In need of help to solve a bandwidth issue
-
In a pfSense console session run pftop to get dynamic display of current firewall states (connections). Type h too get a display of the options. The R option should sort connections on rate and that should give you some clues about who is using the bandwidth.
-
True. I forgot that about your post. Let me run this by some of my colleagues at work and see if I can give you a better hint.
Thanks for this.. looking forward to what you come up with..
-
In a pfSense console session run pftop to get dynamic display of current firewall states (connections). Type h too get a display of the options. The R option should sort connections on rate and that should give you some clues about who is using the bandwidth.
I have done this, at a time when the WAN says 20mb usage, and below is what i see, i can't understand it well enough to see if it actually gives me an answer or not (i see alot of INBOUND traffic with port 127.0.0.1:3128 (squid Proxy Port).. is that my problem? and what uses that port?)
Getting confused with what In and Out refer to here..
-
Squid uses 3128 by default.
-
In and Out are interface related - so a download will generally be In on WAN and Out on LAN (and so on).
-
Right, just saw that in my squid config. So, what i am not understanding is this… if it is possibly ptp traffic, wouldnt that show up on the Traffic Graph also on the LAN interface, where all my clients are connected? This high WAN usage issue to me seems like i am leaking bandwidth somehow, somewhere.. cause the LAN interface is always quite low in usage, but just the WAN is max'd. Does that pftop output make any sense to you?
-
Have you looked at the reverse DNS (rDNS) and WhoIS of the highest volume remote nodes? The top 2 I picked both related to Google services.
What is 192.168.10.240, since it seems associated with some of the highest transfers, through Squid.
-
@Cry:
Have you looked at the reverse DNS (rDNS) and WhoIS of the highest volume remote nodes? The top 2 I picked both related to Google services.

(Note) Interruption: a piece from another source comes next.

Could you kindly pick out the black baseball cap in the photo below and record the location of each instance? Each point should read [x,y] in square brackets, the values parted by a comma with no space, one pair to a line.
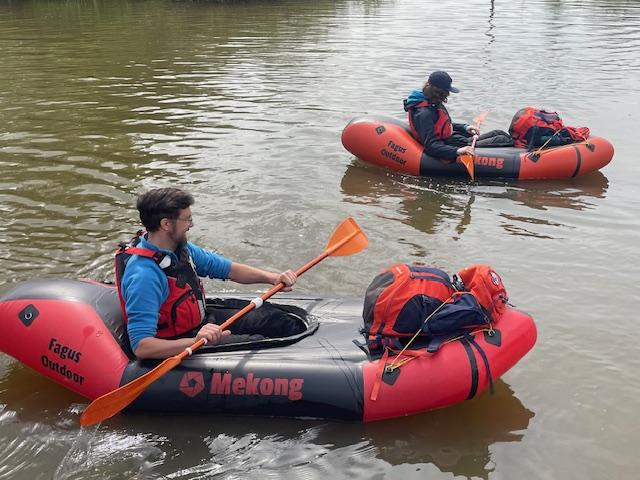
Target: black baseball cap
[442,80]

What is 192.168.10.240, since it seems associated with some of the highest transfers, through Squid.
192.168.10.240 is one of my clients.. who according is limited to maximum 2mb/1mb.. as are all my clients
Here is a current snapshot of my pftop… currently my WAN is showing 20mb usage.. I have no idea what is going down... all my clients are limited via captive portal to 2mb, and are also limited on my AP (wireless cliente connecting via antenna).. when this shows 20mb usage, my LAN (192.168.10.0) is showing 4mb usage
-
Three of your top 4 lines refer to 65.54.93.42 (cds39.mia9.msecn.net.). I don't know what that is - does it make sense to you?
-
No.. not at all.. Currently it is chewing up 20mb.. and that IP is no longer there in the pftop output.
-
Also, i should add that this just became more confusing.. i thought it would be some clients doing alot of ptp or torrenting or something, but i just completely turned all the clients off for 10 minutes and the bandwidth never changes, was still max'd at 20mb with no one using the box..
-
Try to change admin passwords and disable outbound ssh connection for testing
-
Ok, just changed passwords and disabled SSH.. will report back in a little while
-
Ok, so its currently back up stuck at 20mb usage.. this just makes no sense.. the LAN traffic is only 2mb usage.. Can i have been hacked or something? Is it even possible that squid or something else is using up all the bandwidth?
-
Ok, so its currently back up stuck at 20mb usage.. this just makes no sense.. the LAN traffic is only 2mb usage.. Can i have been hacked or something? Is it even possible that squid or something else is using up all the bandwidth?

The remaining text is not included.